Son sees his father having gay sex with Santa Claus.
Because of what I saw Christmas morning, now every time I hear, I Saw Mommy Kissing Santa Claus, I substitute Daddy for Mommy and kissing with blowing. That song has new meaning for me, after I saw my Dad blowing Santa Claus. A true vindication, it was shocking, revealing, and comical. Let me start from the beginning.
I never had a close relationship with my Dad. I was a disappointment to him, maybe because I wasn't much of an athlete and never participated in team sports. A man's man, my Dad was an ex-Marine and he has the tattoos to prove it. Once a Marine, always a Marine. Only, now that I know my Dad's secret, don't ask, don't tell applied to him all of his life.
My Dad was a big time basketball, baseball, football, and hockey fan and he watched all the games, both college and professional, as if he was playing them. Not into jocks, unless they were naked and gay like me, I'd rather stay in my room and read, write poetry, or play my guitar. I was the type of kid who didn't have a lot of friends, but the ones that I had were close ones, loyal, real, and true. Lucky in that regard, most kids have only one best friend, I had five.
"My little treasure," is what my Mom called me, when hugging me.
Little Treasure was a good name for a girl, but not for a boy.
"He's sensitive," is how my Dad snidely described me, when pushing me away.
Already, by inferring that I was inferior because I was gay, my dad was setting the stage for my emotional, dysfunctional development with his caustic and mean spirited, drunken remarks.
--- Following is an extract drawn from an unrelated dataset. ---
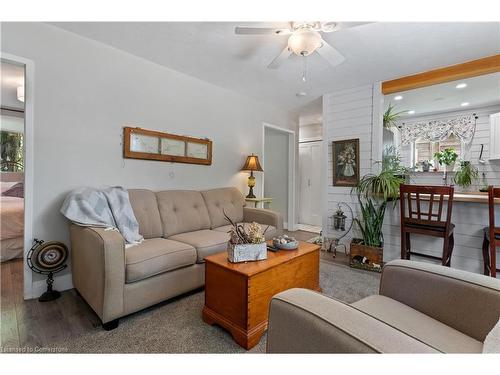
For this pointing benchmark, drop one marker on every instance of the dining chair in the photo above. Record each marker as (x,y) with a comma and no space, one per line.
(422,212)
(491,236)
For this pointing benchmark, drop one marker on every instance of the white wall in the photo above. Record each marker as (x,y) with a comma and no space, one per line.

My Dad was a drinker and I can't remember ever seeing my Dad without a beer in his hand. When I think of my Dad, I think of him being drunk, abusive, and angry. Consequently, I more feared him than loved him. The only child, you'd think he'd treat me better than he did, but he didn't and I have the physical and emotional scars to prove it.
After putting up with his bad behavior for too many years, the hurtful things he said to the my Mom and me and the physical abuse he subjected us to, especially when he was drunk, my Mom finally threw him out of the house, when I was in junior high school. Puberty was not the best time to be without a father, as I was having my own personal, unresolved problems with my sexual identity and it would have helped to have a male figure for guidance and understanding. Still, without a doubt, my home life was much better with my Dad not there. Only, now alone, my Mom fell in a deep depression, a funk that remained with her, until the day she died.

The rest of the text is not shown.